Le calendrier d’évaluation du handicap de l’Organisation mondiale de la santé éclairera également le développement, a confirmé une source gouvernementale.
L’outil de l’OMS est une méthode standardisée qui prend en compte six domaines de capacité : la mobilité ; les soins personnels tels que l’hygiène et l’habillage ; interaction avec les autres; participation à la communauté; cognition et compréhension; et les activités de la vie, y compris le travail et l’école. L’évaluation classe les capacités d’une personne dans chaque catégorie sur une échelle de un à cinq, et un score est calculé en fonction des résultats.
Qu’ont dit les familles du NDIS ?
Candra Sleeman, qui a deux enfants autistes, a déclaré qu’elle craignait qu’un outil standardisé ne soit pas en mesure d’évaluer la complexité de leurs besoins.
Elle a déclaré que l’autisme se présentait différemment chez chaque personne et pouvait varier d’un jour à l’autre. Le masquage – un terme utilisé pour désigner les mécanismes d’adaptation utilisés pour cacher les traits autistiques – pourrait compliquer davantage l’évaluation.
« Cela va être très difficile parce que le problème de l’autisme est la capacité fluctuante, et en particulier les filles sont souvent très masquées – si fortement masquées qu’elles ne présenteront aucun problème en dehors de la maison », a-t-elle déclaré. Elle a prédit que sa fille de six ans, Lakshmi, serait renvoyée pour cette raison.
« C’est trop nuancé. Je ne vois pas comment ils vont pouvoir le faire », a-t-elle déclaré. « (L’évaluation) doit être effectuée par des thérapeutes qui les connaissent. »
Elle a déclaré que de nombreuses thérapies auxquelles ses enfants avaient accès étaient individualisées, comme l’orthophonie et les psychologues, et elle craignait que les soutiens fondamentaux qui devraient être développés en dehors du NDIS ne soient pas à la hauteur. Les conséquences sur sa santé mentale, ses perspectives d’emploi et ses relations familiales pourraient être désastreuses, a-t-elle déclaré.

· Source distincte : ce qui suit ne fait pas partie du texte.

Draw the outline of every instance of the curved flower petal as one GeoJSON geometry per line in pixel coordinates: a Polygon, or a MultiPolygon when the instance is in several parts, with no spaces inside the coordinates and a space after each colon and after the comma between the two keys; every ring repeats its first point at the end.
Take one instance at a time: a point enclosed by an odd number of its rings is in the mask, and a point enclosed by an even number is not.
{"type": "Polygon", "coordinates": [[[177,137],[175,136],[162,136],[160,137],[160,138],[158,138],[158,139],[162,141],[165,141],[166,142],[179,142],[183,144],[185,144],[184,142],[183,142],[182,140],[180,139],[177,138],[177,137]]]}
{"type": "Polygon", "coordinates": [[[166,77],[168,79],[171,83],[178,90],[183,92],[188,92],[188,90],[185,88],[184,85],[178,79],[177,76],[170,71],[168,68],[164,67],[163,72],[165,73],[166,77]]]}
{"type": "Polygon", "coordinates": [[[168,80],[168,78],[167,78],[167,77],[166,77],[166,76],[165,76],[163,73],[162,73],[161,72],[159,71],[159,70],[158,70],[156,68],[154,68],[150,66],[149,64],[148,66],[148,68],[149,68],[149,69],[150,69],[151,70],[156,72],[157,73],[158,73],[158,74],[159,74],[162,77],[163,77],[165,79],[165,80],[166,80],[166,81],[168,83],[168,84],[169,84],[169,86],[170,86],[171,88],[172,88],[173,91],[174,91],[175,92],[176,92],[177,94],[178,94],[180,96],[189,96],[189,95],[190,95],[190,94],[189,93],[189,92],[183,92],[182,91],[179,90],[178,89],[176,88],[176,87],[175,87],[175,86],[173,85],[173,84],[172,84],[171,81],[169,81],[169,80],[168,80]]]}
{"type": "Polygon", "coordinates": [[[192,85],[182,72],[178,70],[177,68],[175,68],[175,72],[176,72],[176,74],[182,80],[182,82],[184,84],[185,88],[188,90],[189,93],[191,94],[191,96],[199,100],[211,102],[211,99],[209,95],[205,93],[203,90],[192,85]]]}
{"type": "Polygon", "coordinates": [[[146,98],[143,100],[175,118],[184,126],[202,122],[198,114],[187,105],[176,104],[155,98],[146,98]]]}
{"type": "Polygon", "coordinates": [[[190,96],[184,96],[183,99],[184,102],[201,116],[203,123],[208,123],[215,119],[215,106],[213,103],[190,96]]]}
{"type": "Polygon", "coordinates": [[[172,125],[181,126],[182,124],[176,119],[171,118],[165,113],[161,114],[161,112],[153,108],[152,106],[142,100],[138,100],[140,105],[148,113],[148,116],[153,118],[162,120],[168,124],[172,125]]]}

«Je ne peux tout simplement pas souligner à quel point les thérapies financées par le NDIS ont sauvé et changé la vie.»
Qu’ont dit les défenseurs et les experts du nouveau modèle d’évaluation ?
La consultation de la communauté des personnes handicapées sera essentielle, ont déclaré les défenseurs et les experts.
Le professeur Rachael McDonald, directrice du centre de recherche MedTechVic à l’Université de Swinburne, a déclaré que la réforme était une opportunité de corriger les inégalités dans le modèle de diagnostic, si elle était effectuée correctement.
« Deux personnes qui pourraient avoir des diagnostics ou des problèmes fonctionnels très similaires auront souvent des plans vraiment différents », a-t-elle déclaré. « Et parfois, c’est raisonnable parce que les gens vivent dans des circonstances très différentes, mais il est très difficile pour les gens d’enquêter ou de comprendre pourquoi ils ont ce qu’ils ont. »
Elle a déclaré que le programme d’évaluation du handicap de l’OMS était un outil raisonnable pour comprendre le handicap d’une personne, mais qu’il n’avait pas été développé dans le but d’interdire à une personne l’accès au NDIS.
« Nous avons en fait besoin de quelque chose d’un peu plus nuancé pour les circonstances australiennes, et qui concerne également ce que le NDIS prend en charge et ne prend pas en charge », a-t-elle déclaré. « Cela nécessite vraiment un peu plus d’exploration. »
Elle a déclaré qu’il était crucial que le nouvel outil d’éligibilité soit administré et fourni de manière équitable par des personnes qui comprennent les complexités des handicaps moins visibles.